PM-Nav: Priori-Map Guided Embodied Navigation in Functional Buildings

The paper introduces PM-Nav, a novel framework that leverages priori-semantic maps and hierarchical chain-of-thought prompting to overcome the challenges of language-driven navigation in functional buildings with highly similar features, achieving substantial performance improvements over existing methods in both simulation and real-world environments.

Jiang Gao, Xiangyu Dong, Haozhou Li, Haoran Zhao, Yaoming Zhou, Xiaoguang Ma

Published Wed, 11 Ma
📖 4 min read☕ Coffee break read

Imagine you are trying to find the "One-Stop Service Centre" in a massive, brand-new government office building. The building is huge, the hallways are all exactly the same, the doors look identical, and there are no unique decorations. If you asked a standard robot to "go find the service centre," it would likely get lost immediately, spinning in circles because every corner looks like every other corner.

This paper introduces PM-Nav, a new way to help robots navigate these confusing "Functional Buildings" (like schools, hospitals, and offices). Think of PM-Nav as giving the robot a super-powered GPS and a human-like thinking process combined.
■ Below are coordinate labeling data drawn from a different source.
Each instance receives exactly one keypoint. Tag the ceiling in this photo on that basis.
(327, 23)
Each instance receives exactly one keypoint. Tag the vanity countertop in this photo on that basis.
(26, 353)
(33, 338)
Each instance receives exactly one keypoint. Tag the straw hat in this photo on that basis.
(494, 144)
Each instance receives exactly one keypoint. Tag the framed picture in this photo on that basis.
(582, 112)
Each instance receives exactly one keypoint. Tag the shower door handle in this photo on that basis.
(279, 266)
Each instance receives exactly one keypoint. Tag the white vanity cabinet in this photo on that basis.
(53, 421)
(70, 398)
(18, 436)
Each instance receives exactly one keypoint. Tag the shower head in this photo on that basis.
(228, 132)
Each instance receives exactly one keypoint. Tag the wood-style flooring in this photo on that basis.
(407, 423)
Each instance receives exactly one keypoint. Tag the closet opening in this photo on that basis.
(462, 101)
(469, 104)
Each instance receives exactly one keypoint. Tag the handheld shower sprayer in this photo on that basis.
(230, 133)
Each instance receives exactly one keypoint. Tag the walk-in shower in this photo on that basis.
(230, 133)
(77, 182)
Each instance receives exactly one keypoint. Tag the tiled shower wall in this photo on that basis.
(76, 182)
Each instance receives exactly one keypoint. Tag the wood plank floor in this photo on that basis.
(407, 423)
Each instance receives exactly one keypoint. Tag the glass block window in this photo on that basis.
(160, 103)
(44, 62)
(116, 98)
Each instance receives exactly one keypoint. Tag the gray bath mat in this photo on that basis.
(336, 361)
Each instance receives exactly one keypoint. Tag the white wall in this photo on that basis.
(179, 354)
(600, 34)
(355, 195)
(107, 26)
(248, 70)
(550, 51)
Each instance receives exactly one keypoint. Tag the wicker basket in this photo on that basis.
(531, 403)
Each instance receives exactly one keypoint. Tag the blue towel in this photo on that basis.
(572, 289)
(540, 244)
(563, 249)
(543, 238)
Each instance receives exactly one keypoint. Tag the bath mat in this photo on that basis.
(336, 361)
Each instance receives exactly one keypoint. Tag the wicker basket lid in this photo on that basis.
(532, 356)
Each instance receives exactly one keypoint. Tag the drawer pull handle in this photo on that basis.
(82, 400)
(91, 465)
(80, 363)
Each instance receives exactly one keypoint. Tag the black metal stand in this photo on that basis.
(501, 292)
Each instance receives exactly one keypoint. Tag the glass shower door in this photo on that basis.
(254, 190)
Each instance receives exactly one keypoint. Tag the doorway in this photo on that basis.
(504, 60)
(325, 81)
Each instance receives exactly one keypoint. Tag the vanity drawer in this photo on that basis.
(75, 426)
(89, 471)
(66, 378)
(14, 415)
Here is how it works, broken down into simple analogies:

1. The Problem: The Robot is "Blind" to the Big Picture

Current robots are like tourists who only look at their feet. They see a wall, then another wall, and try to guess where they are. In a house with unique furniture (a red sofa, a blue rug), this works fine. But in a functional building where every room is a white box with a white door, the robot gets confused. It lacks the "big picture" knowledge that humans use.

2. The Solution: The "Annotated Map" (The Priori-Map)

Instead of just showing the robot a raw photo of the building, the researchers convert the building's blueprint into a special, easy-to-read map.

  • The Analogy: Imagine you have a complex subway map. A normal map just shows lines. The PM-Nav map is like a subway map where every station is labeled with a number, and the tracks between them are named "Segment 13" or "Turn 2."
  • What it does: It turns a confusing visual mess into a clear, step-by-step list of instructions (e.g., "Go from Room 14 to Room 7 via Segment 13"). This helps the robot understand the logic of the building, not just the pictures.

3. The Brain: The "Chain of Thought" (H-CoT)

Once the robot has this special map, it doesn't just guess. It uses a step-by-step thinking process (called a Hierarchical Chain-of-Thought).

  • The Analogy: Think of a human giving directions to a friend. You don't just say "Go there." You say: "First, walk straight until you see the big red door. Then, turn left at the fork. Then, walk past the elevator."
  • What it does: The robot's AI (a Large Language Model) looks at the special map and breaks the journey down into tiny, logical steps. It plans the whole route before it even starts moving, ensuring it knows exactly which "fork" in the road to take.

4. The Hands and Eyes: The "Teamwork" System

This is where the magic happens. The robot doesn't rely on just one brain or one camera. It uses a three-person team to make decisions:

  1. The Strategist (VLM): This is the big brain. It looks at the panoramic view (a 360-degree photo) and says, "I think the target is roughly 30 degrees to the left." It's good at the big picture but a bit fuzzy on details.
  2. The Spotter (GroundingDINO & SAM): These are the sharp-eyed assistants. They look at the Strategist's guess and say, "Wait, I see a specific sign or door frame right there." They pinpoint the exact location.
  3. The Driver (PixelNav): This is the muscle. It takes the "rough guess" from the Strategist and the "exact pin" from the Spotter and calculates the perfect steering angle to move the robot forward without hitting a wall.

The Analogy: It's like a treasure hunt where one person holds the map (Strategist), another person spots the X on the ground (Spotter), and a third person actually digs the hole (Driver). They talk to each other constantly to make sure they don't dig in the wrong spot.

5. The Results: From "Lost" to "Master Navigator"

The researchers tested this in both computer simulations and a real university building.

  • The Old Way: Other robots (like SG-Nav) were like lost puppies. In difficult tasks, they succeeded 0% of the time. They just couldn't tell one room from another.
  • The PM-Nav Way: With the special map and the teamwork system, the robot's success rate skyrocketed. In some tests, it was 6 to 12 times better than the old methods. It could navigate complex, confusing buildings where other robots gave up.

Summary

PM-Nav is like giving a robot a human's ability to read a map and think ahead, combined with a team of specialists to spot landmarks and steer precisely. It solves the problem of "looking the same" in big buildings by turning the building's layout into a clear, logical story that the robot can follow step-by-step.